Day 1: Intro to Project 3

Welcome to class!

Gratitude Journal

Announcements


What is Structured Query Language (SQL)?



Ok, but how does it work?

SQL uses keywords to pull (or “fetch”, “extract”) the data we want from a database. The computer reads those keywords in a specific order.

From EverSQL we can get some more background:

This is the logical order of operations, also known as the order of execution, for an SQL query:


  1. FROM, including JOINs
  2. WHERE
  3. GROUP BY
  4. HAVING
  5. WINDOW functions
  6. SELECT
  7. DISTINCT
  8. UNION
  9. ORDER BY
  10. LIMIT and OFFSET

But the reality isn’t that easy nor straight forward. As we said, the SQL standard defines the order of execution for the different SQL query clauses. Said that, modern databases are already challenging that default order by applying some optimization tricks which might change the actual order of execution, though they must end up returning the same result as if they were running the query at the default execution order.

For CSE 250: Don’t think too hard about optimization at this point. Let the database figure out the optimized routine.

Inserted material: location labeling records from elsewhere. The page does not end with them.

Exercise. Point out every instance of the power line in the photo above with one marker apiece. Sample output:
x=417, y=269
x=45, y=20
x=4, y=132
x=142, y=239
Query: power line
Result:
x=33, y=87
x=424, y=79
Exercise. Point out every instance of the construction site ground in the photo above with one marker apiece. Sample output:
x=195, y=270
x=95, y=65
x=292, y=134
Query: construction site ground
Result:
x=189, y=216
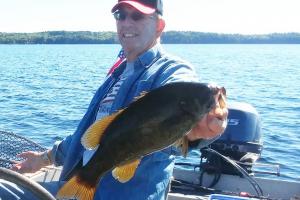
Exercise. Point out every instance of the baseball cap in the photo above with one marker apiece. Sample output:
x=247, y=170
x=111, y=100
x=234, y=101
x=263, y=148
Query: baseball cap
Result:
x=144, y=6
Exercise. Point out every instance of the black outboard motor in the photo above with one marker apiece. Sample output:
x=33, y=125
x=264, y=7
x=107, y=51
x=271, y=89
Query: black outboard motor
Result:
x=241, y=141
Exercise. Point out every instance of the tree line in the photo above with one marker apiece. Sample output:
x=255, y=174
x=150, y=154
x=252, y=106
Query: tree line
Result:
x=169, y=37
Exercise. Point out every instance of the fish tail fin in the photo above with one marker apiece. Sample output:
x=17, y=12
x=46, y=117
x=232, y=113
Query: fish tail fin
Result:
x=76, y=189
x=183, y=143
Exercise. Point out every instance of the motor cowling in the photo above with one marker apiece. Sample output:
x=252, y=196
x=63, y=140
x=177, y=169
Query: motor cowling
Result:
x=241, y=141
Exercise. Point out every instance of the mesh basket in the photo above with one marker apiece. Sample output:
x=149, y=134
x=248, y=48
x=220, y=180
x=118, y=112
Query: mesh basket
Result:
x=12, y=144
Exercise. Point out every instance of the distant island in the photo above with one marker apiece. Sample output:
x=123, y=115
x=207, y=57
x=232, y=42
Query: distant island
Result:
x=169, y=37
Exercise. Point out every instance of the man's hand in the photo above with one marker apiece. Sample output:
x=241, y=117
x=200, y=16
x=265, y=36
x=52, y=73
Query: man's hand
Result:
x=33, y=162
x=214, y=122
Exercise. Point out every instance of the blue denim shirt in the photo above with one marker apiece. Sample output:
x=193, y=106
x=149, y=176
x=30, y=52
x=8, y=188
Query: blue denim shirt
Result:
x=152, y=69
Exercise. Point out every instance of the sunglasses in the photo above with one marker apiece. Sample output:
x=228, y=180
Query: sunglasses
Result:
x=121, y=15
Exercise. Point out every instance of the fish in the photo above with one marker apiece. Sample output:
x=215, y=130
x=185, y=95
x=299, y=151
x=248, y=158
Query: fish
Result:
x=153, y=121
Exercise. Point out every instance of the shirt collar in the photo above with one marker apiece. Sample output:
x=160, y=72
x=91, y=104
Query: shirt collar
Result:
x=146, y=58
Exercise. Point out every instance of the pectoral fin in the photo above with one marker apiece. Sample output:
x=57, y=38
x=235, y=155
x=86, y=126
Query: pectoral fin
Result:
x=183, y=143
x=93, y=134
x=125, y=172
x=75, y=189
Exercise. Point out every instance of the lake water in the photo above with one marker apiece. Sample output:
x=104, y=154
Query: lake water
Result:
x=45, y=89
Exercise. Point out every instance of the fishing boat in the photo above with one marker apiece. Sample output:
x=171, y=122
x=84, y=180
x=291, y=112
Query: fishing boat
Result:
x=227, y=168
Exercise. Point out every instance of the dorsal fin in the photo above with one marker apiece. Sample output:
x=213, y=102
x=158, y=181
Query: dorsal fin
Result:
x=92, y=136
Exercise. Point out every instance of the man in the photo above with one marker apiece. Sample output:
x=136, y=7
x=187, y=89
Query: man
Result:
x=139, y=27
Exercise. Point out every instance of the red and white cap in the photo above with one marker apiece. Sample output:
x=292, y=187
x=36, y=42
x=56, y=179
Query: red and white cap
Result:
x=143, y=6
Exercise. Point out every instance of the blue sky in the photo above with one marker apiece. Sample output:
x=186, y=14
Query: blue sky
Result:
x=221, y=16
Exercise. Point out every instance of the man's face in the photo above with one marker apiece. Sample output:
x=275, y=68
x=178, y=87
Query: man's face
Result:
x=136, y=34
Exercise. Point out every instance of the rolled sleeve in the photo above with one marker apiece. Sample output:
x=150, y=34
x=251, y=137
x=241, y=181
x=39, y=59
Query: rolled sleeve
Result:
x=59, y=151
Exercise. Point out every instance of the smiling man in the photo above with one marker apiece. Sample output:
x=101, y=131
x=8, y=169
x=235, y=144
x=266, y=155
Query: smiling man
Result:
x=146, y=67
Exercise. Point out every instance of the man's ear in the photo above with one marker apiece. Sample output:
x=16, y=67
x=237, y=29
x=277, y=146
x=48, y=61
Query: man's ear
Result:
x=160, y=26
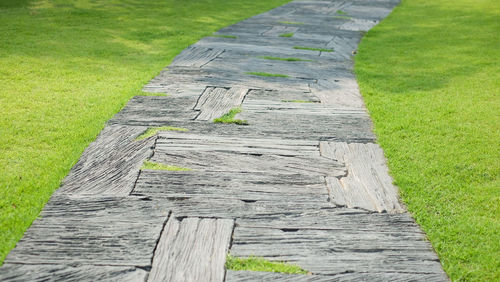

Most SQL queries are typed in the following pattern:

SELECT -- <columns> and <column calculations>
FROM -- <table name>
  JOIN -- <table name>
  ON -- <columns to join>
WHERE -- <filter condition>
GROUP BY -- <subsets for column calculations>
HAVING -- <grouped filter condition>
ORDER BY -- <how the output is returned in sequence>
LIMIT -- <number of rows to return>

Project 3 - what are our goals?

Do we understand the questions being asked in Project 3?


The baseball data

Let’s start exploring the baseball data!

import pandas as pd
import sqlite3

con = sqlite3.connect('lahmansbaseballdb.sqlite')

df = pd.read_sql_query("SELECT * FROM fielding LIMIT 5", con)
df

Understanding SQL queries

Make sure you do the project readings!